Taner Bey, “Bir aksilik çıkmazsa, Edebiyatımızda Unutulanlar ve Kaybedenler, önümüzdeki yıl da üçüncü cildiyle elinizde olacak.” müjdesini veriyor. Aslında üniversitelerdeki hocalara örnek oluyor. Hep aynı isimlerin etrafında dönüp duran bazı hocalar, çoğu zaman işin kolayına kaçıyor. Talebelerine, yüzlerce teze konu olmuş Sait Faik’i, Hüseyin Rahmi’yi, Yakup Kadri’yi yine veriyorlar. Hâlbuki bilhassa bereketli Anadolu topraklarında çok kıymetli ozanlarımız, şair ve yazarlarımız mevcut. Onlara yönelsinler. Sanat semasında parlayıp kendisini gösteremeden sönüveren yıldızları işaret etsinler.

“İsimsiz şair ve yazarları tanımadığımız için bildiğimizden şaşmıyoruz.” diyebilirler. Üşenmesinler, Taner Ay’ın eserlerine, kitaplarımıza bir zahmet bakıversinler. Tabii akademik gururları buna müsaade ederse! Zira üniversitelerimizde -iyilerini tenzih ederim- kibir dağları var. Bir zamanlar Orhan Şaik Gökyay’a, Nihad Sâmi Banarlı’ya üniversite kapısını kapatan zihniyet, bugün de eser veren, hizmet eden yüzlerce yazarı görmezden geliyor.

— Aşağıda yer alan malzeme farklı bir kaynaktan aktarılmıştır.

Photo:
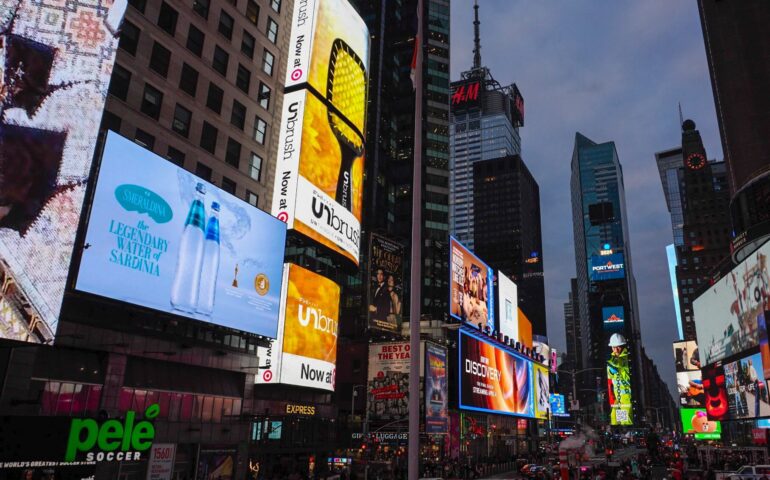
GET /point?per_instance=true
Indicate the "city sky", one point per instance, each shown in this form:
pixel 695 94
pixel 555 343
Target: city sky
pixel 613 71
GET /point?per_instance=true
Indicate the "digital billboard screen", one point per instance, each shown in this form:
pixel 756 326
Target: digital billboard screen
pixel 56 65
pixel 386 289
pixel 318 189
pixel 695 422
pixel 471 295
pixel 726 315
pixel 162 238
pixel 494 380
pixel 607 267
pixel 507 307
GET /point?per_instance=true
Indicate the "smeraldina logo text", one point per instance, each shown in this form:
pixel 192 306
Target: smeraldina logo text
pixel 113 439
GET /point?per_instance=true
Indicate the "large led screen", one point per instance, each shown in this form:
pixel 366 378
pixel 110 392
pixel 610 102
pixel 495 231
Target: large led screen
pixel 494 380
pixel 607 267
pixel 471 287
pixel 726 314
pixel 56 60
pixel 386 289
pixel 319 174
pixel 162 238
pixel 695 422
pixel 508 307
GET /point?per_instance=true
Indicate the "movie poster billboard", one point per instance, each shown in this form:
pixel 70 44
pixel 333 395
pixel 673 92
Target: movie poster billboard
pixel 494 380
pixel 56 65
pixel 319 174
pixel 508 307
pixel 471 287
pixel 695 422
pixel 436 393
pixel 726 315
pixel 183 245
pixel 388 381
pixel 386 289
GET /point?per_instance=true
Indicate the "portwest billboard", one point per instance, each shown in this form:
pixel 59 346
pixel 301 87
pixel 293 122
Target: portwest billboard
pixel 494 380
pixel 319 174
pixel 162 238
pixel 56 66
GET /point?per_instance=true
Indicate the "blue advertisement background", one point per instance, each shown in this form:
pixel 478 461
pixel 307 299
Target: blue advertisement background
pixel 249 238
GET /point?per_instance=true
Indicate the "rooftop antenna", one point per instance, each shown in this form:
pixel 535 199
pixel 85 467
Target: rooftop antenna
pixel 476 39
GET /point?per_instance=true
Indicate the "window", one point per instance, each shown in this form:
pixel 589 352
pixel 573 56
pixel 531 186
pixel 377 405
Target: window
pixel 255 167
pixel 247 44
pixel 167 19
pixel 252 12
pixel 243 79
pixel 138 4
pixel 203 171
pixel 209 137
pixel 221 58
pixel 233 153
pixel 151 101
pixel 121 79
pixel 228 185
pixel 260 130
pixel 226 25
pixel 195 40
pixel 214 99
pixel 201 7
pixel 159 59
pixel 182 119
pixel 238 116
pixel 264 96
pixel 129 37
pixel 267 62
pixel 176 156
pixel 272 30
pixel 188 81
pixel 144 139
pixel 252 198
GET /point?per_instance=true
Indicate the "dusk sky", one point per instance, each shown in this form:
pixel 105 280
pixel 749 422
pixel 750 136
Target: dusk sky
pixel 613 71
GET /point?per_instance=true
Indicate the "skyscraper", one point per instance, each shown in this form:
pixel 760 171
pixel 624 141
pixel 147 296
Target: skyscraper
pixel 736 39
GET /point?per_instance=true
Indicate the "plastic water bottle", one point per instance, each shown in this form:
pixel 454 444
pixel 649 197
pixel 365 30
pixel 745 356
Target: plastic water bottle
pixel 184 289
pixel 210 267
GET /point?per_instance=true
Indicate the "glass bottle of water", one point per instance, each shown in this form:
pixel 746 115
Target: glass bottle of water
pixel 210 267
pixel 184 289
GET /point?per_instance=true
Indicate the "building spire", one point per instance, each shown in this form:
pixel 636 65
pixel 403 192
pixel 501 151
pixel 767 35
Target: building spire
pixel 476 39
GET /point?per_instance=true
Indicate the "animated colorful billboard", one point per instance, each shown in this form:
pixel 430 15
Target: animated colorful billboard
pixel 726 315
pixel 471 294
pixel 319 174
pixel 175 243
pixel 494 380
pixel 56 59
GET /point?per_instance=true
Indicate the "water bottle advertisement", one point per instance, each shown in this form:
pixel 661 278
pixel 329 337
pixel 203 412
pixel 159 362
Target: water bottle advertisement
pixel 162 238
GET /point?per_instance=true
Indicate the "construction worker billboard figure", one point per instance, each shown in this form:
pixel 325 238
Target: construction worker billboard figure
pixel 619 381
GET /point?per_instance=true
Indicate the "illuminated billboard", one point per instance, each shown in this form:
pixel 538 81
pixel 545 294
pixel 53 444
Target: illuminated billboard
pixel 726 314
pixel 177 244
pixel 507 307
pixel 494 380
pixel 607 267
pixel 56 66
pixel 436 393
pixel 695 422
pixel 471 295
pixel 386 289
pixel 388 380
pixel 319 174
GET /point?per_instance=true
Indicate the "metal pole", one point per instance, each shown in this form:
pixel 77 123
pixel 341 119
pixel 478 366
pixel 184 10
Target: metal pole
pixel 415 302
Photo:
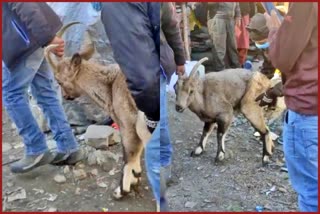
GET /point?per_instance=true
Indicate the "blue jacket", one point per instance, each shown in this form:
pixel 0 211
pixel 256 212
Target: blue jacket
pixel 25 28
pixel 133 30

Üniversitelerine davet edip öğrencileriyle tanıştırma nezaketinde bulunmuyorlar. Ne diyelim, garip hâl ama geçelim. Taner Ay’ın emeğine saygı duymak vicdan borcumuz. Eserlerini titizlikle okumak mecburiyetindeyiz. Bilhassa akademisyenler bu görevi ihmal etmemeli. Gün gelir, “sükût suikasti”ne onlar da uğrayabilir. O zaman da kendilerini Taner Bey gibi gayret kemerini kuşanmış seçkin araştırmacılar tutup gün ışığına çıkaracak. Yitik değerlerimize sahip çıkan değerli yazarımız Taner Ay’a ve Ötüken Neşriyat’ın mümtaz yöneticilerine binlerce teşekkür. Sağ olsunlar, var olsunlar.